ECA SUBMITS COMMENTS ON DOE-EM'S 2023 STRATEGIC VISION
ECA Staff| 01/22/2024
On Friday, ECA submitted their comments for DOE-EM's 2023 Strategic Vision. ECA's comments are divided in four categories:
EM Engagement with Frontline Communities and Opportunities for Partnership
Improve and Mitigate Environmental Justice and Climate Change Impacts in Frontline Communities Adjacent to DOE Sites
Engaging Regularly with Local Governments Based on the Communities’ Future Vision for DOE Cleanup Sites
Create an Annual Scorecard to Measure Progress towards EM Goals Outlined in the Strategic Vision
ECA is appreciative to the Office of Environmental Management for the opportunity to provide recommendations' that come directly from the frontline local governments with DOE cleanup missions.
Some highlights from the comments include:
The Strategic Vision should identify the progress that DOE has made with the site workforce meetings and reference the five-year workforce projection plan. EM worked with EFCOG and ECA on various workforce initiatives. In June EM and EFCOG developed and released a set of workforce projections over the next five years at each cleanup sites. As a result of these projections DOE-EM, EFCOG, and ECA held two community oriented workforce meetings in 2023 at the Savannah River Site and Los Alamos County. Both initiatives focus on one of EM’s most pressing priorities and challenges which is ensuring that the next generation of workers is ready and available. The Strategic Vision should highlight EM’s plans to ensure each EM community has a plan to meet their workforce projection goals that are tailored to their unique site. EM should include plans for more meetings with EM, EFCOG and local officials near other cleanup sites.

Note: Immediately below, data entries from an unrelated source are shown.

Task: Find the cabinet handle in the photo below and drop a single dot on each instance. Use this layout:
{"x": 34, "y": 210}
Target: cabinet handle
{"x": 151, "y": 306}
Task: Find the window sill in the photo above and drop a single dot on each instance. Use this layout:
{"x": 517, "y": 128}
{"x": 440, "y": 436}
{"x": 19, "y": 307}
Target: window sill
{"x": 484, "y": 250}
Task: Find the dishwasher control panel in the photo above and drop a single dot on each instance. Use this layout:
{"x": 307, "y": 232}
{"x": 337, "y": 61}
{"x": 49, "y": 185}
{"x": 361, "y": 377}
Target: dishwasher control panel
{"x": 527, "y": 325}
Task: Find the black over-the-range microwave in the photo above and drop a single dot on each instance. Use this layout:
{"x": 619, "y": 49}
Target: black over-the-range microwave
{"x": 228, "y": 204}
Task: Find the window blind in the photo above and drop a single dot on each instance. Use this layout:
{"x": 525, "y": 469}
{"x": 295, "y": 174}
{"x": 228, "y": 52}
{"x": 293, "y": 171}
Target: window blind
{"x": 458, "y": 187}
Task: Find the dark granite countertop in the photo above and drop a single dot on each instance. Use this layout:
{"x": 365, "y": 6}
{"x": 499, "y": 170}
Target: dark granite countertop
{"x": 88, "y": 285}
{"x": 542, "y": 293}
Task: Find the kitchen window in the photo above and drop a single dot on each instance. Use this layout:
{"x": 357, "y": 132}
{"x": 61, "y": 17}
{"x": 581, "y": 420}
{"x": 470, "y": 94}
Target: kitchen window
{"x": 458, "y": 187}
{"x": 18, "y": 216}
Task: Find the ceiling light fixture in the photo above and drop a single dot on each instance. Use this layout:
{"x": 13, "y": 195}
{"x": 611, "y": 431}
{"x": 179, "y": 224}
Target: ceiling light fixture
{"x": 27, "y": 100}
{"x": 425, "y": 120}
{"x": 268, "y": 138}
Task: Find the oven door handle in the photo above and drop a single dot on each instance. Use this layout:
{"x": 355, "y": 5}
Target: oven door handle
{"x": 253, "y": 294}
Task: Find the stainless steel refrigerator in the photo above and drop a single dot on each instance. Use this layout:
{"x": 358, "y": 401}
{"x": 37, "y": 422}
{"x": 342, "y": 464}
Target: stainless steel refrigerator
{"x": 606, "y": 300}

The Strategic Vision should clarify how long-term stewardship will be integrated by EM and implemented by LM if land is conveyed to LM. Currently, communities are unsure how EM will integrate long-term stewardship into the cleanup plans for a site, or how the LM will have the capacity to manage large EM sites. All sites are cleaned up to accepted risk levels, necessitating long-term stewardship measures to protect the health, safety, environment, quality of life, and economic future of the sites’ communities. The remedy selection needs to identify the mechanisms and activities of long term stewardship and ensure that they are in place after cleanup is complete.4 An example of an area that shows areas that need improvement in this process is the lack of protocol or policy for emergency responses at previous EM sites that are now under LM. Recently, DOE has had several experiences in Missouri, Ohio and other states where the response by the federal government can be improved.ECA would like DOE and other federal agencies that have responsibilities for these former defense facilities to develop a clear process for such responses. ECA is in the process of drafting a letter to Deputy Secretary Turk that outlines this specific issue and provides recommendations.
The Strategic Vision should include the importance of preserving historic sites and remembering the past after LM becomes their landlord. EM announced an initiative that would focus on the preservation of historic sites, museums, national parks, and others. The Atomic Legacy Preservation Network (ALPN) is incredibly crucial to ensuring that the public and communities remember the history surrounding these sites. Highlighting this initiative is critical in building understanding among the public that showcases how so many communities across the nation have participated not only in the Manhattan Project, but alongside other nuclear weapons productions in the U.S. and legacy of those efforts.